Although this screenshot indicates that Mary Kadwel has "four sources" there is no other information about this person in the Family Tree. She apparently lived in a town in Kent County, England called "Rolvenden." This is always a good place to start understanding who this person was and what kind of a life she lived.

Here is a short summary of Rolvenden from Wikipedia: Rolvenden.
Rolvenden is a village and civil parish in the Ashford District of Kent, England. The village is centred on the A28 Ashford to Hastings road, 5 miles (8.0 km) south-west of Tenterden
The settlement of Rolvenden Layne, south of Rolvenden, is also part of the parish and shares in its shops and amenities.
This doesn't tell us much about the town that could apply to the individual, but the Wikipedia article goes on to relate some historical background of the place. But some of the information in this history is tremendously interesting to this particular family line. This person happens to be my Sixth-great-grandmother and her descendants, down to my Great-great-grandmother lived and were christened in Rolvenden. They left England for Australia in 1849. The Rolvenden article states the following:
The population declined between 1830 and 1850, when many people left during and after the Swing Riots. This was caused by the public vestry system of Rolvenden parish making the conscious decision to provide the poor with a single payment for assisted passages to the colonies, as opposed to large ongoing payments for parish relief.
These ancestors were certainly poor agricultural workers. The reference to the "Swing Riots" and the payment for assisted passages impacts this family directly. My Great-great-grandmother, a direct descendant of Mary Kadwel, left England with her family and emigrated to Australia in 1849. This historical background not only adds to an understanding of Mary Kadwel but it also helps to explain the subsequent emigration to Australia of two of my ancestral lines.

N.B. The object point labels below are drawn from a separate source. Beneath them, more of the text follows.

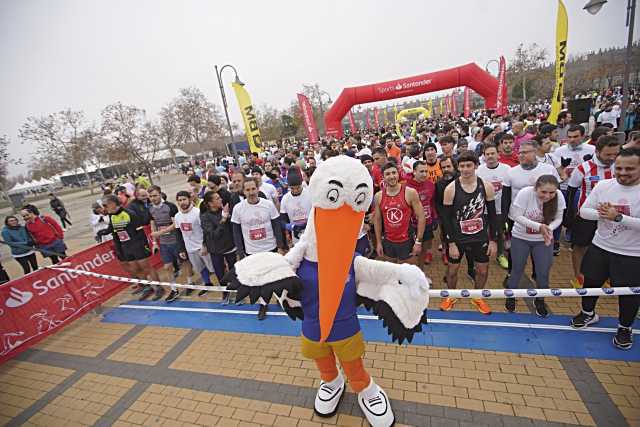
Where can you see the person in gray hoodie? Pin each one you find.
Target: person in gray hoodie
(21, 244)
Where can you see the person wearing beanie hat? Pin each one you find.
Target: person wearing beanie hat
(296, 205)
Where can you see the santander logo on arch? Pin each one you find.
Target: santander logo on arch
(402, 86)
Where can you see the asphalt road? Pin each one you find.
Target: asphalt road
(80, 235)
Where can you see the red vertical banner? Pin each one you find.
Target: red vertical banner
(454, 102)
(307, 116)
(501, 103)
(352, 122)
(467, 102)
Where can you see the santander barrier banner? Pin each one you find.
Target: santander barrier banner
(40, 303)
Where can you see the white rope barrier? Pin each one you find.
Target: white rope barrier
(433, 293)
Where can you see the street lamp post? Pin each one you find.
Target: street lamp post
(226, 109)
(593, 7)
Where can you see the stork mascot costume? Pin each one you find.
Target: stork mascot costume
(322, 280)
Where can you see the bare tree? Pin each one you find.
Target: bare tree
(527, 59)
(168, 130)
(199, 121)
(59, 141)
(127, 132)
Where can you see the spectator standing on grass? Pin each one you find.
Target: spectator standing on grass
(21, 244)
(46, 232)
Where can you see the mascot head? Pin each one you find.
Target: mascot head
(341, 193)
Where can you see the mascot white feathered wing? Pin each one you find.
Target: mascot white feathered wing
(322, 281)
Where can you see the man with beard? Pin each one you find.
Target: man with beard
(614, 254)
(507, 154)
(496, 173)
(426, 193)
(470, 224)
(583, 180)
(432, 163)
(395, 205)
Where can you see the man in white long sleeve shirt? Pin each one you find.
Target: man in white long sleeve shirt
(615, 251)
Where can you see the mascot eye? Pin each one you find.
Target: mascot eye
(332, 195)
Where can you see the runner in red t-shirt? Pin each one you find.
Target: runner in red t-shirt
(426, 193)
(395, 205)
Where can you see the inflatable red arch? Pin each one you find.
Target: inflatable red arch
(469, 75)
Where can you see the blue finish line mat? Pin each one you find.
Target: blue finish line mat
(516, 333)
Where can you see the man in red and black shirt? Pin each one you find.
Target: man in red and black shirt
(395, 205)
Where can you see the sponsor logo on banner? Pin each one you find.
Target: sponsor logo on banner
(42, 302)
(18, 298)
(399, 87)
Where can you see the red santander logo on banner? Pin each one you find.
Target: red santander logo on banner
(40, 303)
(307, 116)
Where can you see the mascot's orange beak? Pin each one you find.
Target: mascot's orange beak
(336, 234)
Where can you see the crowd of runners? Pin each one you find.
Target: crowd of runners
(484, 188)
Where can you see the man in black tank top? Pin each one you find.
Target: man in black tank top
(469, 220)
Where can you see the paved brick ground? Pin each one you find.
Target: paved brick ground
(96, 373)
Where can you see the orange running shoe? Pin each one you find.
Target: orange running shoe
(481, 305)
(447, 304)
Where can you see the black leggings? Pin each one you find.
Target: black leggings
(627, 304)
(63, 220)
(28, 263)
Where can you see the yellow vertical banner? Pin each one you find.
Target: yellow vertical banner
(249, 117)
(562, 28)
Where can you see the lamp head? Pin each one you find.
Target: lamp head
(594, 6)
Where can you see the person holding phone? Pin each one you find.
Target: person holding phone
(537, 212)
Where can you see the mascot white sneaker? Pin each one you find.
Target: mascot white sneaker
(322, 281)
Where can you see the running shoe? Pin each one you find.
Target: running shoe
(173, 295)
(203, 292)
(471, 274)
(624, 338)
(510, 304)
(225, 298)
(159, 293)
(541, 308)
(189, 291)
(577, 282)
(447, 304)
(481, 305)
(582, 320)
(262, 312)
(503, 261)
(147, 291)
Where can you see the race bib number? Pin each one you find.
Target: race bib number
(123, 236)
(471, 226)
(258, 234)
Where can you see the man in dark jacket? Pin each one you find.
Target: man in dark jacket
(58, 207)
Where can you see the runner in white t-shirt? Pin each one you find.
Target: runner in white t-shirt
(187, 220)
(296, 206)
(615, 251)
(496, 173)
(256, 227)
(575, 149)
(537, 212)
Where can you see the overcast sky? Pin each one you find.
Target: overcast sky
(86, 54)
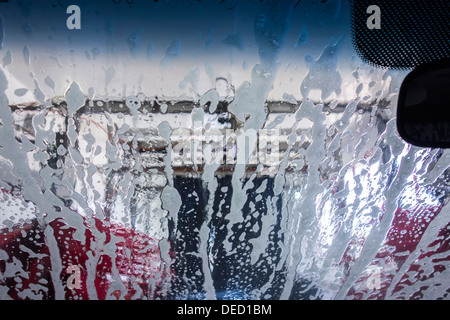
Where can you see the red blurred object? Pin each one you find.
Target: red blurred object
(116, 262)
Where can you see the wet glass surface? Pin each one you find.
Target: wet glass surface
(210, 150)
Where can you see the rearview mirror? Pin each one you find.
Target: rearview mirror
(423, 111)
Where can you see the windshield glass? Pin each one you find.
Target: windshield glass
(209, 150)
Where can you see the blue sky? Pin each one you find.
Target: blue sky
(154, 46)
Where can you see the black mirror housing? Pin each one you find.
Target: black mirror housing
(423, 110)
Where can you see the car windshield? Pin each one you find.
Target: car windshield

If you happen to have English ancestors and any of them emigrated from England from around 1830 to the 1850 or later, you may wish to read the article linked above about the Swing Riots. This may help explain why and how your ancestors came to America or to went to Australia. In my case, we may find more information in the Poor House or Poor Records.

History is not just wars and kings, it is real people living in their own times.